"Charlie Brown" and the Great Nonwhite Way

                            By Michael Riedel
                            New York Post
                            February 4, 1999
                            http://www.nypostonline.com/entertainment/2782.htm

                            NINE years ago B.D. Wong led the fight against the
                            casting of Jonathan Pryce as the Eurasian pimp in
                            "Miss Saigon."

                            He, along with Actors Equity, argued that it was
                            "racially false" to allow an Asian role to be played by a
                            Caucasion.

                            But now the shoe is on the other foot. In the revival of
                            "Charlie Brown," opening tonight at the Ambassador
                            Theater, Wong plays Linus, who, in the famed Charles
                            Schulz comic strip, is, of course, a little white boy.

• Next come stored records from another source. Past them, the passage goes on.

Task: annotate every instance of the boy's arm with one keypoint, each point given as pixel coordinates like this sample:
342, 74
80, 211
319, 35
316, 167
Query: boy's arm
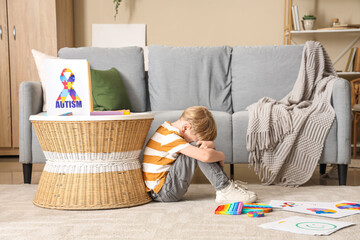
203, 154
206, 144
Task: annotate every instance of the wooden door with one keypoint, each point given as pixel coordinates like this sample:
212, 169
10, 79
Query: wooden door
32, 25
5, 106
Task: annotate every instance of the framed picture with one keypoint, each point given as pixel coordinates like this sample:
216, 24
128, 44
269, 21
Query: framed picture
68, 87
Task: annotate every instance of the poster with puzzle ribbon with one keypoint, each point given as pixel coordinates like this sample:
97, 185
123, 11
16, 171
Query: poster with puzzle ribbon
68, 87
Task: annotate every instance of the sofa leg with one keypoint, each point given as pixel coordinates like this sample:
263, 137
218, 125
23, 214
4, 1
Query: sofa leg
342, 172
27, 171
232, 171
322, 168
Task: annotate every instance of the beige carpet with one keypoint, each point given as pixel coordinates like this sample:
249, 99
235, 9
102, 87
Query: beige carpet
192, 218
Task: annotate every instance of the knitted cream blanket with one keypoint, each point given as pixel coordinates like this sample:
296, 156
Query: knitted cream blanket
285, 138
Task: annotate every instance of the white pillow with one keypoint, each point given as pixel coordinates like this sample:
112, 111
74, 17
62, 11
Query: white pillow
39, 58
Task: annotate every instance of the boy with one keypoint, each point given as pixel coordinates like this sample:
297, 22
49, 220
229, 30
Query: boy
170, 160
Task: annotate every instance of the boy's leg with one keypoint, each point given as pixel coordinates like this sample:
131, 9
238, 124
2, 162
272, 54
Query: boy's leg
215, 174
178, 180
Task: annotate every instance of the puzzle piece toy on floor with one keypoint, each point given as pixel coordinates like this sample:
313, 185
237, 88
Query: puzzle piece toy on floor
229, 209
257, 207
255, 214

                            Yet nobody's kicking up a fuss about it. If it's racially
                            false to put a white actor in an Asian role, isn't racially
                            false to do the reverse?

                            "You mean sort of reverse discrimination," says Wong.
                            "I don't think so. With 'Miss Saigon' we wanted to
                            make the point that Asians were under-represented on
                            Broadway. But I don't think I'm taking a job away
                            from a white actor.

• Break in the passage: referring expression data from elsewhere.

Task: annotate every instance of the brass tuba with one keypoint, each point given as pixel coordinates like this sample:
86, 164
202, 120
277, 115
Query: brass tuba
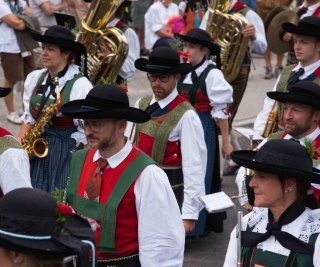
31, 141
226, 31
93, 33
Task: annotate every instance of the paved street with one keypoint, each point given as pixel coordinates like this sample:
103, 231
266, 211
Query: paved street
209, 251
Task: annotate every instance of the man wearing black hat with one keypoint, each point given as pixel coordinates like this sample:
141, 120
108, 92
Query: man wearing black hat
306, 8
14, 161
307, 49
301, 115
174, 136
209, 93
125, 196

                            "Besides, I think I'm more like Linus than most white
                            people. I really fit the part."

                            The battle over non-traditional casting is pretty much
                            over, with game set and match going to the
                            multi-culturalists.

                            These days, revivals of classic musicals often feature
                            minority actors playing roles originally written for
                            whites.

                            "Carousel" had a black Mrs. Snow, "On the Town" a
                            Japanese MP (guarding the Brooklyn Naval Yard no
                            less!), "Annie Get Your Gun" a black sheriff and
                            "Charlie Brown" a black Schroeder.

                            And there are more Asians working on Broadway
                            than ever before. Indeed, every actor who has
                            followed Jonathan Pryce into "Miss Saigon" has been
                            Asian.

                            "It's clearly much better than it was," says Wong.

                            In some ways, it may have even gone too far.

                            Wong, a fourth generation Asian-American from San
                            Fransisco, declines to discuss his specific Asian
                            heritage. The reason, he says, is that casting directors
                            are now so sensitive to the issue that they don't want
                            to put a Chinese actor in a Japanese role or give a
                            Korean the part of a Vietnemese.

                            "It's a politically correct, new-fangled thing," he says,
                            laughing.

                            "Charlie Brown" marks Wong's return to Broadway
                            since he played a transvestite in the 1988 play "M.
                            Butterfly."

                            He won a Tony for his performance but for years was
                            stereotyped, he says, as an Asian actor who could
                            only play "these flamboyant, eccentric, theatrical
                            characters." It took about six years for people to
                            figure out that I wasn't the character they saw in 'M.
                            Butterfly.'"

                            Since then, the actor has given memorable turns both
                            in the movies and on television.